The baseline dropped. Producers and directors got used to subpar mixes. Some stopped hearing the difference between good and great. Eventually, a few of my most loyal clients left for cheaper alternatives even though to my ears, the quality suffered. And that taught me a hard truth: being the person who hears better doesn’t always pay off.


The New Problem: Home Playback is Broken


Meanwhile, another problem was growing—this time, outside the studio. The content was actually getting better, the mixing rooms more sophisticated, and the talent was improving but the home playback experience was getting worse. People couldn’t hear the dialogue. They were constantly adjusting the volume. Cranking it up to catch a whisper, then getting blasted by a car chase or commercial.
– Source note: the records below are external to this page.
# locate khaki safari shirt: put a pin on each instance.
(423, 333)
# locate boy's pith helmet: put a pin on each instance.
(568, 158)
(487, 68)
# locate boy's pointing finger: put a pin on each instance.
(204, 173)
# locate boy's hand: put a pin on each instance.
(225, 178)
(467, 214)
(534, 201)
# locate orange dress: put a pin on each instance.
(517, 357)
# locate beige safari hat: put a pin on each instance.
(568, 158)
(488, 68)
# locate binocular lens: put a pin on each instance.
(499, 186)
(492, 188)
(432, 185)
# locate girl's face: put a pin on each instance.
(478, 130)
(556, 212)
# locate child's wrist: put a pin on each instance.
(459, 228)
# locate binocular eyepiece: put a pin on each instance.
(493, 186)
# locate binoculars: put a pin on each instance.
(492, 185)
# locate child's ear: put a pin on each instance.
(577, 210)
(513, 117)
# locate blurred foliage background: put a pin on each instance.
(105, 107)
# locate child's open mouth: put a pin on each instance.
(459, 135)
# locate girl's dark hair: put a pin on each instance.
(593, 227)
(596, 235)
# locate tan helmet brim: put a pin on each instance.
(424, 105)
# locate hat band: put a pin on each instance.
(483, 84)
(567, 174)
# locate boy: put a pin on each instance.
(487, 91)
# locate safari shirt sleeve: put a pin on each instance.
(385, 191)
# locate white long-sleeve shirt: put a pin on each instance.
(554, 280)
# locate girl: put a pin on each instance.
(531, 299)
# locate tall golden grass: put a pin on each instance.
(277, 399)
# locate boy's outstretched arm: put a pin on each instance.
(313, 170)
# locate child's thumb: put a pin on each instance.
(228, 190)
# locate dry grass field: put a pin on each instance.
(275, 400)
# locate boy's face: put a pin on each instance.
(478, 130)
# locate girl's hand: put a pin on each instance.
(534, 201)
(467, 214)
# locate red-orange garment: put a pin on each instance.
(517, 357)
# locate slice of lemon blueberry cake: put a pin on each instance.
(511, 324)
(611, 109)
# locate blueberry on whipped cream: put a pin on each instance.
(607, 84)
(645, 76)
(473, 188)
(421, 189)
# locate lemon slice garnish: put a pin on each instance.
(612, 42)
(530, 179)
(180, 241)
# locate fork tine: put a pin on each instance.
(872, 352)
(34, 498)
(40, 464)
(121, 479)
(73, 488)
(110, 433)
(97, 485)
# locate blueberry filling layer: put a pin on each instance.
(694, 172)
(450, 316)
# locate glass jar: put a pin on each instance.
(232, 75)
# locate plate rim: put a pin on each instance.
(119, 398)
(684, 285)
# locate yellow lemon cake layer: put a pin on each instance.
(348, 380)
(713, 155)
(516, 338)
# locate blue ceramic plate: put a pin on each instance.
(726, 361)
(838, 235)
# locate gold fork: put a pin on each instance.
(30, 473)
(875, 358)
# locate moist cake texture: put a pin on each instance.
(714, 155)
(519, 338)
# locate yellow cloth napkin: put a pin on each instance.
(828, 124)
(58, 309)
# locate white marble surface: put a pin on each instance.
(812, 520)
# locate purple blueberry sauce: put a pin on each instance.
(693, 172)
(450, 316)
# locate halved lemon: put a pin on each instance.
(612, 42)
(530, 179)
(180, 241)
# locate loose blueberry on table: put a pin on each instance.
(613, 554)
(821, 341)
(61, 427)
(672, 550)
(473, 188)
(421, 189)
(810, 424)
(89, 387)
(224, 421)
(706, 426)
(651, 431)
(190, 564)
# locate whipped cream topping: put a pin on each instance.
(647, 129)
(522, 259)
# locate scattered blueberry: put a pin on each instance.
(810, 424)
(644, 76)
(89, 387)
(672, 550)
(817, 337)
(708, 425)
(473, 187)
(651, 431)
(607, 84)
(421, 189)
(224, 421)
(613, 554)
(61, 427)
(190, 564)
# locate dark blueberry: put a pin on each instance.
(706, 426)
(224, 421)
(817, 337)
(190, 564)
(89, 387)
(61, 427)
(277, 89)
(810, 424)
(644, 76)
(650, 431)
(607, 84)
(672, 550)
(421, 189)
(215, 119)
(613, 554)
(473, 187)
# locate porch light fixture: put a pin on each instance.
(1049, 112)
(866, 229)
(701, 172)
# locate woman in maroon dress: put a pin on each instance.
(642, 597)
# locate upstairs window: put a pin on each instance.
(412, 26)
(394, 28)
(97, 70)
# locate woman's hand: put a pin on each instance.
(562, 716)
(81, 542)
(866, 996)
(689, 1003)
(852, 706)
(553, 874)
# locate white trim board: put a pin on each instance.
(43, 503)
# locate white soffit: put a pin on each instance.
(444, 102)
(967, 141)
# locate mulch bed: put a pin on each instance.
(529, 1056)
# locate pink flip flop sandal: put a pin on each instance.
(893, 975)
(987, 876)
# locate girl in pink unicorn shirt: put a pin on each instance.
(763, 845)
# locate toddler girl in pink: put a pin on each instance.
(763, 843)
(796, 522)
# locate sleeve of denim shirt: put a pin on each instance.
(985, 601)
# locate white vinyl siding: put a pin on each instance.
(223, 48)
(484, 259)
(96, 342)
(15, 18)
And it wasn’t just annoying—it was isolating. My own father stopped watching TV with the family because he had to turn it up so loud just to understand what was being said. That’s when it clicked.


This wasn’t about bad mixes. This was about bad playback. The craft we worked so hard to perfect in the studio was getting lost the moment it hit a living room.


Why I Started HearLabs


HearLabs exists because I wanted to fix that. Not with louder sound—but with smarter sound. We built technology that listens, isolates voices, smooths out the extremes, and brings back the emotional clarity that’s been lost in the noise.


We’re not a speaker company. We’re a sound company. We don’t just move air—we move people. We use algorithms, studio-grade audio tools, and deep listening expertise to bring back the feeling that great sound is supposed to deliver.


Coming Full Circle


In some ways, I’ve come full circle. I’m once again on the front lines, demoing a new product—fighting for sound. But this time, I’m not selling Pro Tools to professionals. I’m bringing pro-level clarity to everyone. Not to “democratize” audio, but to elevate it. To help people fall in love with sound the way I did.


Because the truth is: sound matters. It is a character in the story and it always has been, but the art is lost right now. HearLabs is building the tools to bring it home.